Brady criticized Daniel Jones’ decision to request his release from the Giants.
“I don’t know how the whole situation went down but to think you would want a release from a team that did so much to you. Maybe different from how I used to manage” Brady said, via Jared Schwartz The New York Post.
The most important part of that sentence is the first nine words: “I don’t know how the whole situation went down.”
Brady should at least have a glimpse. The Giants made a business decision to bench Jones to avoid the prospect of being owed $23 million in 2025. If he had played and if he had suffered a serious injury, the Giants would have been owed a lot of money. To a player they wanted to release after the season, ideally with no further financial obligations.

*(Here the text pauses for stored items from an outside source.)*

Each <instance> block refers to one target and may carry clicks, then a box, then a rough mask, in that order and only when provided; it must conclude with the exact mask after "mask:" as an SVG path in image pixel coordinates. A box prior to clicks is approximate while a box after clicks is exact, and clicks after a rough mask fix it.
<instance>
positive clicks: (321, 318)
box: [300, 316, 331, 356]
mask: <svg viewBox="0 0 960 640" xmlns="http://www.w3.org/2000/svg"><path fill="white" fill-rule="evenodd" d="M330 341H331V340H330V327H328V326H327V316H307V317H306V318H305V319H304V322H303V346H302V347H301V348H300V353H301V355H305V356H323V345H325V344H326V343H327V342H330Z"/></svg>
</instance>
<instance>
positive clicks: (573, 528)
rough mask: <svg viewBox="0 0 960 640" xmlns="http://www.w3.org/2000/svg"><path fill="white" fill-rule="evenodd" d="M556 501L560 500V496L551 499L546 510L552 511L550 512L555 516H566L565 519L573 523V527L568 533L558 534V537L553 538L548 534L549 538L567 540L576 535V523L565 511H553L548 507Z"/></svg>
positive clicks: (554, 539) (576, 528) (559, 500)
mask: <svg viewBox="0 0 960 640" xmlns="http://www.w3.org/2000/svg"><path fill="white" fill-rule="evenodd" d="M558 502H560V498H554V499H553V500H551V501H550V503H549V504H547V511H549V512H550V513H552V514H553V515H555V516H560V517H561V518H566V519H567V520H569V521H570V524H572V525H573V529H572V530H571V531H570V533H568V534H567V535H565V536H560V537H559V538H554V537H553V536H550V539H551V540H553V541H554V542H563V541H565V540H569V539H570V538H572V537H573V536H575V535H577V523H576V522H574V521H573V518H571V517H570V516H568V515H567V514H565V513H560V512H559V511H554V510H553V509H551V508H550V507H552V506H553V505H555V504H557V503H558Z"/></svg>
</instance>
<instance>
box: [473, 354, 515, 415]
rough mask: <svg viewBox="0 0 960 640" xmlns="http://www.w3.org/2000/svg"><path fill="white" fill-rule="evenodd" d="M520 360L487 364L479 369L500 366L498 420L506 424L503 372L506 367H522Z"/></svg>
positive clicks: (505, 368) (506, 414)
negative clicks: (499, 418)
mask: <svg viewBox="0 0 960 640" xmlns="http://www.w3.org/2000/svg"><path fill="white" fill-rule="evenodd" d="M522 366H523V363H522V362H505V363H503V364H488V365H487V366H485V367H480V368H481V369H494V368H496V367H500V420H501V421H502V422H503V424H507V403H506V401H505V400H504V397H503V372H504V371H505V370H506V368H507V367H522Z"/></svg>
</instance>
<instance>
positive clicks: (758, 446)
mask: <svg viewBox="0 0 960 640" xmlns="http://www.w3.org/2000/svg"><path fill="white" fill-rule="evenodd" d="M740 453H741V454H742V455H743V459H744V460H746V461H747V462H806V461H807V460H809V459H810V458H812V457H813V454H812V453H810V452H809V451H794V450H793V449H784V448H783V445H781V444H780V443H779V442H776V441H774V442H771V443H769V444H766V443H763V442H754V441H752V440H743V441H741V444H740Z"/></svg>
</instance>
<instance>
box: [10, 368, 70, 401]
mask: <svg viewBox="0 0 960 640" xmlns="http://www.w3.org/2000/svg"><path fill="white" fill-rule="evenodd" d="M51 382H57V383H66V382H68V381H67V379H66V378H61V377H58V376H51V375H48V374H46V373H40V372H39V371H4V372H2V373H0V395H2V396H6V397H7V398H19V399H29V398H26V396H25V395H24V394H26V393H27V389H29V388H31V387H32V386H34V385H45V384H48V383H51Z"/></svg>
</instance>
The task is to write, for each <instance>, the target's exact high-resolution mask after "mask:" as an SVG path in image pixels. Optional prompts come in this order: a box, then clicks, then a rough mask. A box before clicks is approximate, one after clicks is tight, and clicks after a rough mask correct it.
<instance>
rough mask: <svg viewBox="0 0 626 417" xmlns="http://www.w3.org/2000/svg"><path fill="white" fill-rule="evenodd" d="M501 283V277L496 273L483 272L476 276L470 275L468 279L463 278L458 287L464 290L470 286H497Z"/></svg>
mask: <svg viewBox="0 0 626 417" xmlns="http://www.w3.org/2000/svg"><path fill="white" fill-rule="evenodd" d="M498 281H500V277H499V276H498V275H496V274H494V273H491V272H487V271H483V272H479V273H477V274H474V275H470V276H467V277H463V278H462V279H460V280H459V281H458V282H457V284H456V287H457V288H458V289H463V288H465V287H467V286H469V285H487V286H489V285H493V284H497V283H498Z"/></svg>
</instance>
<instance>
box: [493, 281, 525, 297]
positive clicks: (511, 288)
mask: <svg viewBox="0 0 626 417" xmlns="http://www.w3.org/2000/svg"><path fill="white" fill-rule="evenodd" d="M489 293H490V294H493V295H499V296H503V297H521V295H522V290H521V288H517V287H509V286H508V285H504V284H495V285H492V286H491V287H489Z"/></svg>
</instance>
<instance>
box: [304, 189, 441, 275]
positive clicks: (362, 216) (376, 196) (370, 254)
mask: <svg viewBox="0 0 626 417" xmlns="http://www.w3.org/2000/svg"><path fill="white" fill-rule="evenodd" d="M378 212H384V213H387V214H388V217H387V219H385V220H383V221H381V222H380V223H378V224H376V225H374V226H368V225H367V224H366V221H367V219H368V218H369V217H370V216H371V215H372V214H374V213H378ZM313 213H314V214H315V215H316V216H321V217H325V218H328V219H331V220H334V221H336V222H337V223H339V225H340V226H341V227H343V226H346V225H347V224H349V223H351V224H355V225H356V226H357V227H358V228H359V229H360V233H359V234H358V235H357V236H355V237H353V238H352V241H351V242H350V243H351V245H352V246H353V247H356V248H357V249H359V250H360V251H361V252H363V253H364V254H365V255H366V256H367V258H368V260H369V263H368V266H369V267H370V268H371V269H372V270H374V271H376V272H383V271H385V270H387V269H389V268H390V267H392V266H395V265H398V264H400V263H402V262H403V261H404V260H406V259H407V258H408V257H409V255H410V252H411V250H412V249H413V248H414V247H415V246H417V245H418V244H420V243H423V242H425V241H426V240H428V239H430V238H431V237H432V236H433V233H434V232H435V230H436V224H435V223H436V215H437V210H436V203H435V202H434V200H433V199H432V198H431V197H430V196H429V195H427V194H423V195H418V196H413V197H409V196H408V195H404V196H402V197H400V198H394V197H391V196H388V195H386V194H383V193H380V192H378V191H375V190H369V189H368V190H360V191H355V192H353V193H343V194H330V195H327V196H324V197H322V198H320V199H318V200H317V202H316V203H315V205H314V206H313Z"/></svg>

The Giants essentially found a way to back away from their full commitment to Jones, removing him from the lineup and placing him in bubble wrap on the practice field. They were done with him. And so he chose to part with the charade and told them to do now what they planned to do later.
Frankly, Brady should know that. He covers the league for a living — a very good living, $37.5 million per year. Business decisions are made all the time. The Giants have one, and Jones has one right back.
He cannot be held responsible for the results. the giants
Ask yourself this question. If Brady had ever been benched for business reasons rather than performance, would he have embraced not getting practice reps with the exception of playing a scout-team safety during walk-through drills?
Then there’s the fact that Brady’s desire to undercut the promise Fox made to him by buying a piece of the Raiders prevented him from getting involved in production meetings. He doesn’t know how the whole situation went down? Well, if he could meet with coach Brian Double before the Thanksgiving game, Brady could try to find out — either with an on-the-record quote or an off-the-record conversation.
Hell, he could have called Double, who spent nine years with the Patriots while Brady played there. At worst, Brady could have double-checked or asked GM Joe Schoen or co-owner John Mara about it on the field before the game.
It’s not complicated. And it’s not Jones’ fault. He didn’t give up on the Giants. The Giants released Jones.
It’s amazing that Brady doesn’t know that. And it’s hard to believe that he would have handled the situation differently than Jones.